Melahirkan  New Normal

Setiap orang di seluruh dunia sekarang  dipaksa untuk  menyesuaikan diri untuk adaptif dengan  covid-19. Dimana mereka harus  mengubah kebiasaan yang selama ini ada sebelum Covid-19 menjadi  kebiasaan  baru seperti  bekerja  dari rumah (work form home), tinggal di rumah (Stay at Home), memakai masker, melakukan jarak sosial (social distancing) serta kebiasan cuci tangan  dan melakukan kegiatan atau pertemuan secara virtual (online).Semuanya dilakukan agar tidak terkena virus  Covid1-19 yang sangat mematikan ini. Kebiasaan lama seperti berkerumun, pertemuan organisasi atau profesi yang mengandalkan permuan fisik (tatap muka) sekarang  dikurangi  atau sebisa mungkin dihindari, bahkan kalau bisa ditiadakan. Sehingga  revolusi  Senyap Pandemi  Covid-19 melahirkan “anak kandung” berupa  tatanan dunia baru  dan masyarakat yang  berubah drastis. Perubahan inilah yang sekarang dikenal sebagai “New  Normal.”

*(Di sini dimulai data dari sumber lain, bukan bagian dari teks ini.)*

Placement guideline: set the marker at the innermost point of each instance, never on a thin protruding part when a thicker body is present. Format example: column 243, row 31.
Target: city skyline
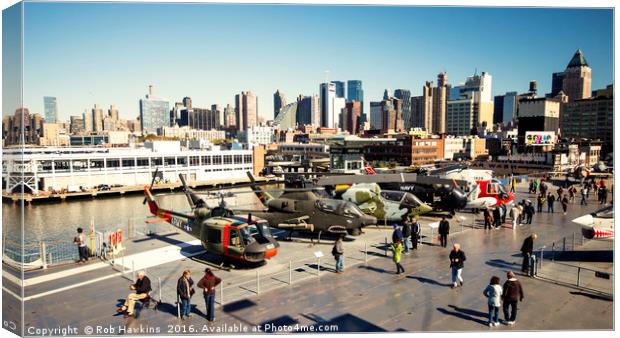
column 123, row 40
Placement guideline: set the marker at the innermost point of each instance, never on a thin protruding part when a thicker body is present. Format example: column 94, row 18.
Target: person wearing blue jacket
column 493, row 292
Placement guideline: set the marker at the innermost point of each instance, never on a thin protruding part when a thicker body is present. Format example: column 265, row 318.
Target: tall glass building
column 404, row 95
column 154, row 114
column 339, row 88
column 355, row 91
column 50, row 109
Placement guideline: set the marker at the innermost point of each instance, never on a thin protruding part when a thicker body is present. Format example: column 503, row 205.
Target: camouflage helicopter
column 385, row 205
column 305, row 210
column 240, row 239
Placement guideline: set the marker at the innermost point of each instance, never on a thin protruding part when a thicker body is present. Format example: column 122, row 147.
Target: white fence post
column 222, row 295
column 43, row 255
column 257, row 281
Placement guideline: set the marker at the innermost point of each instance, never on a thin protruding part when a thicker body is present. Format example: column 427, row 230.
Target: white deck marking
column 11, row 278
column 69, row 287
column 142, row 260
column 12, row 293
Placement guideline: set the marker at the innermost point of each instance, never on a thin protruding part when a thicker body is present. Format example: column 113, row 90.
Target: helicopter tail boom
column 263, row 196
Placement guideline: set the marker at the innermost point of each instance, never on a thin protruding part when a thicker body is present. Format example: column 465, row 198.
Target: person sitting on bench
column 142, row 287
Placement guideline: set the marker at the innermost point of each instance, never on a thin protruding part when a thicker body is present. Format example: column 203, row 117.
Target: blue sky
column 109, row 53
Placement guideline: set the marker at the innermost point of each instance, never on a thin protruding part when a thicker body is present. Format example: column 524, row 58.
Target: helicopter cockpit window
column 214, row 236
column 351, row 210
column 605, row 213
column 392, row 195
column 234, row 238
column 327, row 205
column 493, row 188
column 250, row 234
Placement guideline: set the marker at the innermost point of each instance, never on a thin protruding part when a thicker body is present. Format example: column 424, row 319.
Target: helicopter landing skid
column 211, row 264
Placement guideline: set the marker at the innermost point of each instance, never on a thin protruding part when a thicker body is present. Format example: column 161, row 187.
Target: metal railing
column 569, row 274
column 578, row 276
column 44, row 253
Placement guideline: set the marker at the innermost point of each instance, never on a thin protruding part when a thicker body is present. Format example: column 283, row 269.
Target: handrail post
column 257, row 281
column 43, row 255
column 222, row 295
column 159, row 284
column 385, row 247
column 541, row 255
column 290, row 272
column 563, row 244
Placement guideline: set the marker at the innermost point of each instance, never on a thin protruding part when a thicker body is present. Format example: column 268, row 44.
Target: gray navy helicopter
column 304, row 210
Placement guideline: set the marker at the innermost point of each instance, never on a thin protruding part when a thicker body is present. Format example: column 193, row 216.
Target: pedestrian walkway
column 368, row 296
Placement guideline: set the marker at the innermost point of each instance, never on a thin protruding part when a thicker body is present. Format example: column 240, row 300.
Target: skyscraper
column 327, row 94
column 387, row 94
column 511, row 105
column 339, row 88
column 557, row 81
column 229, row 116
column 440, row 104
column 350, row 117
column 279, row 101
column 498, row 109
column 426, row 110
column 113, row 113
column 154, row 113
column 97, row 118
column 308, row 110
column 246, row 110
column 417, row 112
column 577, row 82
column 87, row 117
column 355, row 91
column 404, row 95
column 187, row 102
column 376, row 115
column 50, row 109
column 218, row 117
column 479, row 89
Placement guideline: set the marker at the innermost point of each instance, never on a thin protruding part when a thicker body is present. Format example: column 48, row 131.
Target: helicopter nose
column 425, row 208
column 369, row 220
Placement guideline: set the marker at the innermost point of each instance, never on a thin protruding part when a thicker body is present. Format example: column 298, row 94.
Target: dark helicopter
column 306, row 211
column 441, row 194
column 242, row 239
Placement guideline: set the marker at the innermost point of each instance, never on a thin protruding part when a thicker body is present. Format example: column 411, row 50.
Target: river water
column 58, row 221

Menurut juru bicara Pemerintah untuk penanganan Covid -19  Achmad  Yurianto istilah  New Normal  lebih menitik beratkan perubahan budaya masyarakat  untuk terbiasa hidup sehat. Kebiasaan  seperti rajin  mencuci tangan dengan sabun dan air mengalir, menggunakan masker saat  bepergian,      menghindari  kerumunan massa, dan juga menjaga jarak fisik saat berinteraksi dengan orang lain (physical distancing). Mau tidak mau, suka tidak suka, suka rela atau terpaksa setiap manusia  harus  menyesuaikan dengan  “new normal” ini. Ia merubah  kebiasaan lama ke kebiasaan baru  yang  mungkin  berbeda 180 derajat dengan kebiasaan sebelum pandemi covid-19 ini mewabah. Semuanya di lakukan  untuk bisa terhindar atau setidaknya meminimalisir resiko untuk  terinfeksi   virus-19 ini.     

Beralih ke  Cyber Space

Perubahan pola hidup manusia di dunia akibat revolusi  senyap Pandemi covid-19 ini  terutama   beralihnya  saluran   pertemuan  manusia  dari sarana fisik (kontak fisik) berubah ke  kontak  pertemuan virtual (online) sehingga ruang sosial manusia bermigrasi ke dunia maya (online). Sehingga  aplikasi sperti Zoom Meeting, Skype,Google Hangouts, Google Meet,  dan belasan apliksi lainnya  begitu  populer untuk  memenuhi kebutuhan  interaksi sosial masyarakat. Sehinga walaupun  tidak ada pertemuan fisik  tapi tetap bertemu dalam dunia online untuk keperluan bisnis atau rapat  dan interaksi sosial lainnya. Demikian juga perilaku masyarakat dalam berbelanja pun berubah dengan lebih banyak  melakukan belanja online lewat  situs  belanja online. Hampir  semuanya  berpindah ke Cyber Space (ruang virtual/maya).

Demkianlah ternyata revolusi senyap Pandemi Covid-19 ini telah melahirkan  era “New Normal”  masyarakat  dunia. Kini kita bisa mengucapkan selamat datang ekonomi virtual dan  masyarakat cyber  di era  “New  Normal”   akibat “revolusi Senyap” pandemi  Covid-19 ini. Anda setuju?